The exhibition serves valuable purposes. First, it validates choices made by art historians, as we see which reputations have waxed or waned. The unquestionable originality shown by the roster of greats, including Monet and Gauguin, proves we got it right, especially when contrasted with painters at the top of the heap in 1900 who look silly and insipid today. A giant triptych by Leon Frederic of toddlers frolicking amid swans and wildflowers is one such "silly" example.

The show also offers a chance to ponder: "What makes modern art modern?" Since the art straddles the cusp of old and new ways of seeing, we can assess the traits of each camp.

Most obviously, 19th-century academic artists played by the rules of the Academy. They were interested in depicting the visible world in terms of optical reality, burnished with sentimental touch-ups.

When modernist movements like expressionism, fauvism, cubism, and abstract art hit, concerns with the invisible became foremost. Instead of rendering "improved" reality in paint or marble, artists chose to suggest, rather than explicitly describe. They broke rules of naturalistic color, perspective, and realistic shapes to show a more complicated truth than the external version.

Modern artists questioned everything. The concept of woman - a ministering angel in paintings by Mary Cassatt - was reinterpreted by Gustav Klimt and Munch as a devouring temptress. Images were simplified, distorted, and embellished to shake up reigning assumptions.

Still lifes became a virtual learning lab for innovation. Czanne's apples and oranges are a mosaic of color planes and swirling drapery, vibrating with color and

disequilibrium. Matisse's arabesque patterns are the true subject of his canvases.

In the modern world, everything is up for grabs, set in motion, dissected, experimented with, and reevaluated. What was flat becomes a thick impasto, and static becomes dynamic. What was linear turns into slabs of paint, as in the sketchy daubs of pigment in a proto-abstract Kandinsky painting of 1901, "Study for a Sluice."

In short, modern art burrows beneath surface appearances into the artist's own vision. A fascinating gallery of self-portraits is a highlight of the exhibition and offers near X-rays of the artists.

Mondrian, who later espoused an intense spiritualism through pure geometry, looks like a serious saint. Picasso, an artist for whom vision was the supreme sense, is bug-eyed, while the decorative Dufy, painter of sunny chi-chi scenes, is a dandy with cocked hat.
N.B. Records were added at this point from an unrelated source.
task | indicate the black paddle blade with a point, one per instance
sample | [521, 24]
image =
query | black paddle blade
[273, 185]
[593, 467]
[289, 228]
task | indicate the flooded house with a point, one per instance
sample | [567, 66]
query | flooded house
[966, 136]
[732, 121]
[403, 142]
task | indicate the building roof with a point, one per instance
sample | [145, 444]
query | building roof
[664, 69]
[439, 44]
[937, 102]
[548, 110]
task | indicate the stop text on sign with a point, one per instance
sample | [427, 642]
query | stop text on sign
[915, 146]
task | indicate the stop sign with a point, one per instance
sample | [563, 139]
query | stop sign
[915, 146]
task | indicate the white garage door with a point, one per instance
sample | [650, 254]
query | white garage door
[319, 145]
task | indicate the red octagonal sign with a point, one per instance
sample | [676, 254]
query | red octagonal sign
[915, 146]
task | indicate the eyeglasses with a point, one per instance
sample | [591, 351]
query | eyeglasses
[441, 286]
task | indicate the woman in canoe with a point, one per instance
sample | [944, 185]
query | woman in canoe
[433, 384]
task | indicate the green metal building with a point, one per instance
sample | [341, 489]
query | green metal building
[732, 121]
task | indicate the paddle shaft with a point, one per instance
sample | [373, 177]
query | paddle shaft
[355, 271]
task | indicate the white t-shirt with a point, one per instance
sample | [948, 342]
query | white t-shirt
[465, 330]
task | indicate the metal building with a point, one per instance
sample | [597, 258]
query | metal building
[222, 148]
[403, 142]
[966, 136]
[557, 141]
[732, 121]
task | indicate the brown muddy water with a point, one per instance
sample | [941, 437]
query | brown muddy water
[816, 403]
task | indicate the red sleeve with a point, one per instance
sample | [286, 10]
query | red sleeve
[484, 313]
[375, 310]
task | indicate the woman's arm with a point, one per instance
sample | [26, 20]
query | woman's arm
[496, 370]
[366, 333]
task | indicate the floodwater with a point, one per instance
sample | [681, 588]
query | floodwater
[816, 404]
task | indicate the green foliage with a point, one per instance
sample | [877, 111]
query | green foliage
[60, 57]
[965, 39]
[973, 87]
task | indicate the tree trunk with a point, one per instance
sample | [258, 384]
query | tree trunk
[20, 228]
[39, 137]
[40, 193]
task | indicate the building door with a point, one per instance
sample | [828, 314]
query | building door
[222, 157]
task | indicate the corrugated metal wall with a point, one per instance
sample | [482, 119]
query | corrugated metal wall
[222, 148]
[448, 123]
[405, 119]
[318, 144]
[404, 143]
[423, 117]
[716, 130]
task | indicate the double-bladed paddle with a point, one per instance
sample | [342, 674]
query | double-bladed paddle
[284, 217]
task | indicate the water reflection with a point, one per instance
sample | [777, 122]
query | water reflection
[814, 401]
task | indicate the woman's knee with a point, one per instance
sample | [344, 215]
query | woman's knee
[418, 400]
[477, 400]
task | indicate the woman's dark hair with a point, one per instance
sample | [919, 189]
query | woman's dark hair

The common element of the self-portraits is a depiction of interior landscape - an introspective picture of the soul - at a time Freudian analysis made the younger set acutely aware of subterranean yearnings.

In an essay titled "Twilight or Dawn," by curator Robert Rosenblum, the exhibition asks about art in 1900 (and the nature of modernity in general). Clearly it was twilight for the concepts of permanence, unquestioning faith, and a stable worldview. It was the end, too, for pretty pictures of nymphs in idyllic settings.

An age of upset, overthrow, and struggle was dawning. Artists accepted nothing from the past. They were bent on finding a new truth. What they lost in certainty, they made up for in the energy of their quest for replacements.